(Image: AAP/James Ross)

One person’s terrorist is another’s freedom fighter, the cliché goes.

While the union movement is divided over the Andrews government’s vaccine mandate in the construction industry and its decision to shut the industry down for widespread non-compliance with public health orders, it’s unanimous in its condemnation of this week’s violent protests in Melbourne directed at the CFMMEU, the Andrews government and pretty much anyone else nearby.

The ACTU supports the mandate and the shutdown, while the CFMMEU opposes the mandate and insists much of vaccine hesitancy among construction workers is due to confusion over AstraZeneca and the lack of a vaccination information campaign from the government (at least the union put its money where its mouth is and funded its own media campaign).

The divisions among unions, however, have their parallel in a much starker division between elements of the Coalition. Liberal MP Fiona Martin — who is actually from Sydney, not Melbourne — condemned the violent protests as “Lawless unions. Wrecking the vaccine rollout” — accompanied, inconveniently, by a photo of CFMMEU officials being attacked by rioters.

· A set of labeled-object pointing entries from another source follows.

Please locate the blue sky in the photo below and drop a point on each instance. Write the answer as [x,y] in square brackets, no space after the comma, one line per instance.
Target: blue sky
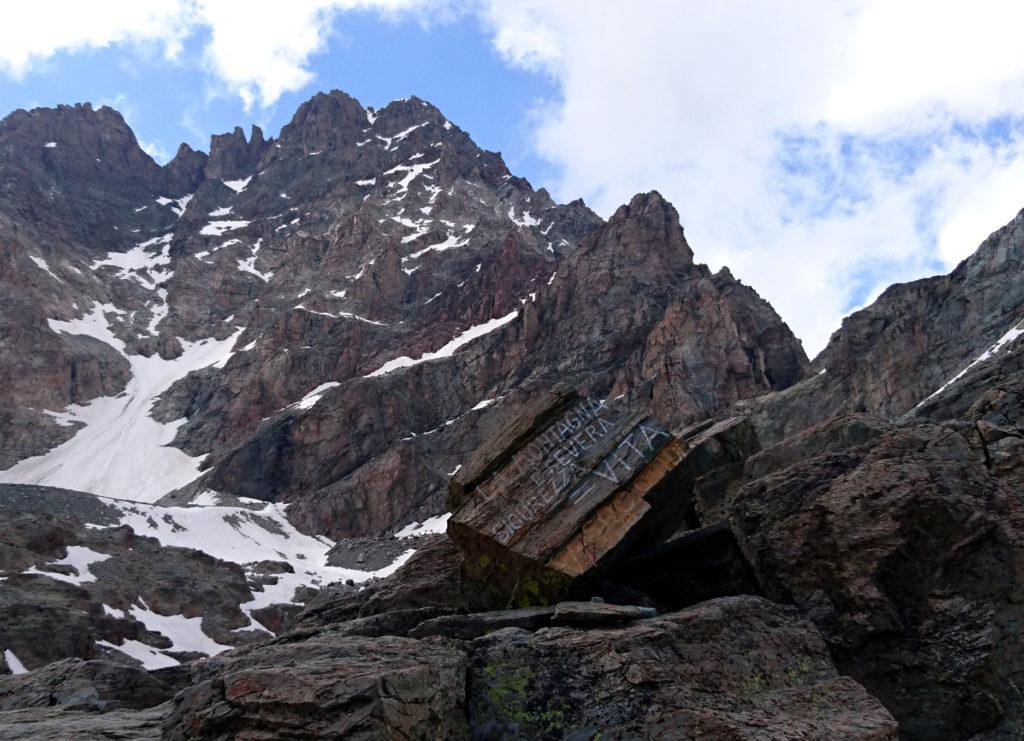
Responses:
[821,150]
[377,60]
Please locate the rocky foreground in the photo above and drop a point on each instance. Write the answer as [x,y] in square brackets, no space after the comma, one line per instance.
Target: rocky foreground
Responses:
[352,434]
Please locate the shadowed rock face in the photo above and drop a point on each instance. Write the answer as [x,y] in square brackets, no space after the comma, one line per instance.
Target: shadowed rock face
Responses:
[892,355]
[391,297]
[352,240]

The Australian Financial Review today tried to get around that inconvenience by arguing that CFMMEU officials being attacked was simply payback for its tactics and violence. If this wasn’t union thuggery, it must be the result of union thuggery. Either way, it was the traditional business narrative of lawless unions.

But it was a very different message from elsewhere in the Coalition, where the rioters were cheered on. George Christensen supports the rioters so strongly he has called for police to be arrested — prompting fury from his Nationals colleagues. So much so that former deputy prime minister Michael McCormack criticised new Nats leader Barnaby Joyce for not pulling the Queensland MP into line.

No lawless unions or CFMMEU blowback for Christensen — just brave freedom fighters. But Christensen is an outlier, surely — an extremist even among his own crowd?

Cue Victorian Liberal Alan Tudge — he of robodebt, an affair with his staffer and, most famously carpark rorts — to cry freedom. “I do not recognise our city or state anymore. The normal democratic checks and balances are gone. Basic freedoms are denied. The community is fracturing… It is not right and cannot go on.”

Tudge’s message was more in tune with the feckless “Dictator Dan” line of the Victorian opposition, which has embraced conspiracy theories and extremist rhetoric in an effort to undermine lockdowns throughout 2020 and 2021, rather than successfully focusing on Andrews’ colossal quarantine failures in 2020.

As Cam Wilson has shown here at Crikey, Christensen has watched the way far-right political figures have exploited communities online in the United States to build support, and sought to ape their business model, albeit so far with less success. Christensen has followed the path of numerous extremist figures in the US in attacking lockdowns, mask mandates and vaccination and promoting unproved COVID cures.

The bigger story in the US is the extent to which that manipulation and embrace of extremist, violent politics has shifted from fringe elements of the Republican Party to now dominate that party, which even after Trump’s defeat is slowly but surely purging itself of non-extremists, let alone whatever few remaining moderates might be left.

The lesson from the GOP appears to be that if you let the extremist infection into your own ranks, it can end up dominating you.

Is the same thing starting to happen to the Liberals? Far from Craig Kelly and Christensen representing a kind of fading populism, are they just the start?

The likes of Martin and the Berejiklian government in New South Wales represent a more traditional Liberal Party — pro-business donor, anti-union, pro-investment — which, on issues like a vaccine mandate, are directly at odds with the extremists, but which might find their populism handy if it delivers traditional goals like deregulation.

That was the devil’s deal that American business made with Trump — let him ride populism to victory so he could deliver their agenda of deregulation and tax cuts. As the GOP becomes ever more extreme and loses elections, it doesn’t look like such a great bargain.

The Liberal Party is a different beast with a different structure and, compared with the Republican Party, its grassroots have less power. But the LNP, where the grassroots have more say, might prove a vector for infection that will last longer than COVID.